From professional translators, enterprises, web pages and freely available translation repositories.
tom oraya yalnız gitmek zorunda kaldı.
tom musste allein dorthin.
Last Update: 2014-02-01
Usage Frequency: 1
Quality:
tom telefona cevap vermek zorunda kaldı.
tom musste ans telefon gehen.
Last Update: 2014-02-01
Usage Frequency: 1
Quality:
genç olmak, okula gitmek zorunda kalmak demektir.
jung zu sein bedeutet, dass man in die schule gehen muss.
Last Update: 2014-02-01
Usage Frequency: 1
Quality:
tom, tiyatroya gitmek zorunda olmamak için bahane arıyor.

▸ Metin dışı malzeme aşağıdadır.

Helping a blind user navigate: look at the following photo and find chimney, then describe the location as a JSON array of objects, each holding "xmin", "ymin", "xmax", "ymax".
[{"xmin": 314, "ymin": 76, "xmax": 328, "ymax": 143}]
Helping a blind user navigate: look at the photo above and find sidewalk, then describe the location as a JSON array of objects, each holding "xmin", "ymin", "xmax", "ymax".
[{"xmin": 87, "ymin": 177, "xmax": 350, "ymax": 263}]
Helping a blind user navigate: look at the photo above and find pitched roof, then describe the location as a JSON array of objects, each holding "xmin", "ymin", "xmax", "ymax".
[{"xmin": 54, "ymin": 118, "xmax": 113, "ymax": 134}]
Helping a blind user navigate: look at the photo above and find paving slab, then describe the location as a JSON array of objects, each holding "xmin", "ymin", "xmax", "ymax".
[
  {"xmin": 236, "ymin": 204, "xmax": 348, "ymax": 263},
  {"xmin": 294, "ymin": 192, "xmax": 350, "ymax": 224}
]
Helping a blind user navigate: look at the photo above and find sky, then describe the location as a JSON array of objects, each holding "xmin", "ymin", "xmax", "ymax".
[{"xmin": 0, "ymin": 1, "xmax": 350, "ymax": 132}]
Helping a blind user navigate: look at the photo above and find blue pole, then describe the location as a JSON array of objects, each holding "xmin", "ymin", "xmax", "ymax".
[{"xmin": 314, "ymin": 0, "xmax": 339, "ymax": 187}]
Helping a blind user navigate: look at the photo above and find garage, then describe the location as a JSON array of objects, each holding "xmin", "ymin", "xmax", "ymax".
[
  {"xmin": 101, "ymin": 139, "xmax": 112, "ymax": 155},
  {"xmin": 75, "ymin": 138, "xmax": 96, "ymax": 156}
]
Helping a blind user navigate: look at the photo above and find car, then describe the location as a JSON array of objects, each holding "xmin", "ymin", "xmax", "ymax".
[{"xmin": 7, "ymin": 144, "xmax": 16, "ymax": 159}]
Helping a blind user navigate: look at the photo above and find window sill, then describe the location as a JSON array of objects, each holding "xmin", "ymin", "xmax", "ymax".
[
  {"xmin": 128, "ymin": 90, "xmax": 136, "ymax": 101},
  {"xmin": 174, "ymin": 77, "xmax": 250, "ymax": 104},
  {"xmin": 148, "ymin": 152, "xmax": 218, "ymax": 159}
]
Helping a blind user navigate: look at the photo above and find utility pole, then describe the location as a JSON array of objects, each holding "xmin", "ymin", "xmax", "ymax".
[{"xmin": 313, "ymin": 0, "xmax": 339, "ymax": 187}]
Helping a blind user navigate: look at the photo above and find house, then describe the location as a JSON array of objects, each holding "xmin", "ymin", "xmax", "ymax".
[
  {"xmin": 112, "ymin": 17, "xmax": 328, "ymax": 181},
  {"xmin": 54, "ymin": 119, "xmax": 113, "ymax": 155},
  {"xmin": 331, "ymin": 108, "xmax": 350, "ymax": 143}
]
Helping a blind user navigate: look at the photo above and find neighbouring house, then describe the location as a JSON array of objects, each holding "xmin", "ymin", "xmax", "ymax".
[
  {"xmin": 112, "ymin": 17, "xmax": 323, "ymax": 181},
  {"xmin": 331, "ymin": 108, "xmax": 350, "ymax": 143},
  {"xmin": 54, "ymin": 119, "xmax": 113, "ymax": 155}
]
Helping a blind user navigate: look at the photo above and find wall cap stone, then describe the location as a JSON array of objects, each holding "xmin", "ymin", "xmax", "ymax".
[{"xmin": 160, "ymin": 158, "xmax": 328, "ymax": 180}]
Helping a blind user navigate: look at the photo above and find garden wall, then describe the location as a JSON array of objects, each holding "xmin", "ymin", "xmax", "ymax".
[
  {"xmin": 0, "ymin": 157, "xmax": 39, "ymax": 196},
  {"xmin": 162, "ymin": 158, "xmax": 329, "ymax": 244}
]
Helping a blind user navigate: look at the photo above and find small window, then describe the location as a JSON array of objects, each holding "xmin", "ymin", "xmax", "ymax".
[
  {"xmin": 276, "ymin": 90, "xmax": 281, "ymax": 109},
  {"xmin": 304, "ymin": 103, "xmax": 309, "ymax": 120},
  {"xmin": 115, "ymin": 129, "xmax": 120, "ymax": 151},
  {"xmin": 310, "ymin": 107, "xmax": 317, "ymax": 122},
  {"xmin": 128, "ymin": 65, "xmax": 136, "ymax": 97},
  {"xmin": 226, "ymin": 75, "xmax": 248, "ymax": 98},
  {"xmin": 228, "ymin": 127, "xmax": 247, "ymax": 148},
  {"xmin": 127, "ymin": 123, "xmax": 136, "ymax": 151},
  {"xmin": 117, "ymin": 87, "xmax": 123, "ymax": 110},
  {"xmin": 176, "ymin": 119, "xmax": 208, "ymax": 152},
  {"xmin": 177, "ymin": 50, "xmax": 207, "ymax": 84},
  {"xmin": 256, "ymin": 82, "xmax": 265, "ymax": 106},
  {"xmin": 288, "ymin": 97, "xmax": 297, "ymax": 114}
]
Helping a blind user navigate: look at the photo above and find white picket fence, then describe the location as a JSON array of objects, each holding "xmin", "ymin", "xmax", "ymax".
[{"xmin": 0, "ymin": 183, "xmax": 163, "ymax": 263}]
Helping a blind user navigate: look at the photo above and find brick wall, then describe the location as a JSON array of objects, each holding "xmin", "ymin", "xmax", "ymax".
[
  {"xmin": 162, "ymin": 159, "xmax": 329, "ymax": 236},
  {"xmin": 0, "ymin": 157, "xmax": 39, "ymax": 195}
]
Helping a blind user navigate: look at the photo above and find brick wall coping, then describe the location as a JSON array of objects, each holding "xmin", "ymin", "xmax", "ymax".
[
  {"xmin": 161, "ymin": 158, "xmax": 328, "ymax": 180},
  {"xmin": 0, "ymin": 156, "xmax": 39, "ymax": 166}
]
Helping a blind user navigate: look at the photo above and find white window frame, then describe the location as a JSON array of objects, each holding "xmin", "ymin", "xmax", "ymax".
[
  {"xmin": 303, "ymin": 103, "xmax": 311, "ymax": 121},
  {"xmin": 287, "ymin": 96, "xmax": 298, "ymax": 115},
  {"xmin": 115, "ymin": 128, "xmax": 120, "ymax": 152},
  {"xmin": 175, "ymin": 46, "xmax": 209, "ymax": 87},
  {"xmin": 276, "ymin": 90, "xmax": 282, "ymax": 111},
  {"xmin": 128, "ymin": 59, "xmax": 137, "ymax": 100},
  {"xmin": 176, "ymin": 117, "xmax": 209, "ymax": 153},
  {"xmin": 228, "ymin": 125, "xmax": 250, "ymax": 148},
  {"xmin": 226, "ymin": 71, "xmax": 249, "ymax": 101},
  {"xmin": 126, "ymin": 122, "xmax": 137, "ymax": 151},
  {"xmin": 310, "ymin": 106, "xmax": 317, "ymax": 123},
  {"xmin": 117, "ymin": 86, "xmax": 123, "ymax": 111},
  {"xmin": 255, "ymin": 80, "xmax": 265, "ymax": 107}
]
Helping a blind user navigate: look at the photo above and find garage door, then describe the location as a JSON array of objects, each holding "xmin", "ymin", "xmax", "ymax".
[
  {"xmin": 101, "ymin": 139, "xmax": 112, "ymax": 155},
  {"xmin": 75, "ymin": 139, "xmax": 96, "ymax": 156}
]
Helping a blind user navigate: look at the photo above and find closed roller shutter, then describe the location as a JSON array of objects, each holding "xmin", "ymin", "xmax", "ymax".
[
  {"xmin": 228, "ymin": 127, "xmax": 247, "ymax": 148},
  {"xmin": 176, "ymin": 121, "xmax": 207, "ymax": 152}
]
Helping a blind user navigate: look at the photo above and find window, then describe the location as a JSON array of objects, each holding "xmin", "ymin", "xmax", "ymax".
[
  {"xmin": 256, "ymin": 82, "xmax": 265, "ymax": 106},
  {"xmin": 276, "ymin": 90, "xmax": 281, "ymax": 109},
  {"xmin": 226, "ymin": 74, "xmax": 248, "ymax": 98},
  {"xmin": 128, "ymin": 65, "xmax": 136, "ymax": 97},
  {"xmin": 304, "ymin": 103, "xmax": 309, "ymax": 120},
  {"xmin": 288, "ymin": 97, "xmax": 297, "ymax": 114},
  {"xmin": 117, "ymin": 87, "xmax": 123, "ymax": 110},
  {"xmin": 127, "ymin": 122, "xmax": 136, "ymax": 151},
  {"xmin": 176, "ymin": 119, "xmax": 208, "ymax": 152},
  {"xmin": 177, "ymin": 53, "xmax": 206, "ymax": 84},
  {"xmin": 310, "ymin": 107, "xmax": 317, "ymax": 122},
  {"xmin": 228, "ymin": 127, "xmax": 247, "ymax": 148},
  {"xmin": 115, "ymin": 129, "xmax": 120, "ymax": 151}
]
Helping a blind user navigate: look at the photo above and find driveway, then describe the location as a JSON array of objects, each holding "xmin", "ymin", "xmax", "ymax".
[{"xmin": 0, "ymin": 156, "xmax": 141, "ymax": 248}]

tom sucht nach einer ausrede, um nicht ins theater gehen zu müssen.
Last Update: 2014-02-01
Usage Frequency: 1
Quality:
odunumuzu parayla almak zorunda kaldık.
unser wasser müssen wir um geld trinken; unser holz muß man bezahlt bringen lassen.
Last Update: 2012-05-04
Usage Frequency: 1
Quality:
bu saat için en az 1,000 dolar ödemek zorunda kaldım.
ich musste für diese uhr nicht weniger als 1000 dollar bezahlen.
Last Update: 2014-02-01
Usage Frequency: 1
Quality:
pavlus merdivenlere geldiğinde kalabalık öylesine azmıştı ki, askerler onu taşımak zorunda kaldılar.
und als er an die stufen kam, mußten ihn die kriegsknechte tragen vor gewalt des volks;
Last Update: 2012-05-04
Usage Frequency: 1
Quality:
bugün sabahleyin tren o kadar doluydu ki boş bir yer bulamadım ve tüm yol ayakta durmak zorunda kaldım.
heute früh war der zug so voll, dass ich keinen freien sitz gefunden habe und den ganzen weg stehen musste.
Last Update: 2014-02-01
Usage Frequency: 1
Quality:
ama yahudiler buna karşı çıkınca, davamı sezara iletmek zorunda kaldım. bunu, kendi ulusumdan herhangi bir şikâyetim olduğu için yapmadım.
da aber die juden dawider redeten, ward ich genötigt, mich auf den kaiser zu berufen; nicht, als hätte ich mein volk um etwas zu verklagen.
Last Update: 2012-05-04
Usage Frequency: 1
Quality:
yunanistan’daki su sıkıntıları gönderimleri yavaşlatmıştır. güney kıbrıs hükümeti su teminini %30 oranında kesmeyi de içeren acil durum tedbirleri uygulamak zorunda kalmıştır.
die anhaltende trockenheit der letzten zwei jahre in der westtürkei hat dazu geführt, dass die stadt regelmäßig für bis zu 36 stunden das wasser abstellt.
Last Update: 2014-02-06
Usage Frequency: 1
Quality:
ne var ki, efrayimoğulları gezer'de yaşayan kenanlılar'ı buradan sürmediler. kenanlılar bugüne kadar efrayimoğulları arasında yaşayıp onlara ücretsiz hizmet etmek zorunda kaldılar.
und sie vertrieben die kanaaniter nicht, die zu geser wohnten; also blieben die kanaaniter unter ephraim bis auf diesen tag und wurden zinsbar.
Last Update: 2012-05-04
Usage Frequency: 1
Quality:
‹‹yahudi kardeşlerimizle aynı kanı taşımıyor muyuz? bizim çocuklarımızın onlarınkinden ne farkı var? oğullarımızı kızlarımızı köle olarak satmak zorunda kaldık. kızlarımızdan bazıları cariye olarak satıldı bile. Çaresiz kaldık. Çünkü tarlalarımız, bağlarımız başkalarının elinde.››
nun ist doch wie unsrer brüder leib auch unser leib und wie ihre kinder unsre kinder, und siehe, wir müssen unsre söhne und töchter unterwerfen dem dienst, und sind schon unsrer töchter etliche unterworfen, und ist kein vermögen in unsern händen, und unsre Äcker und weinberge sind der andern geworden.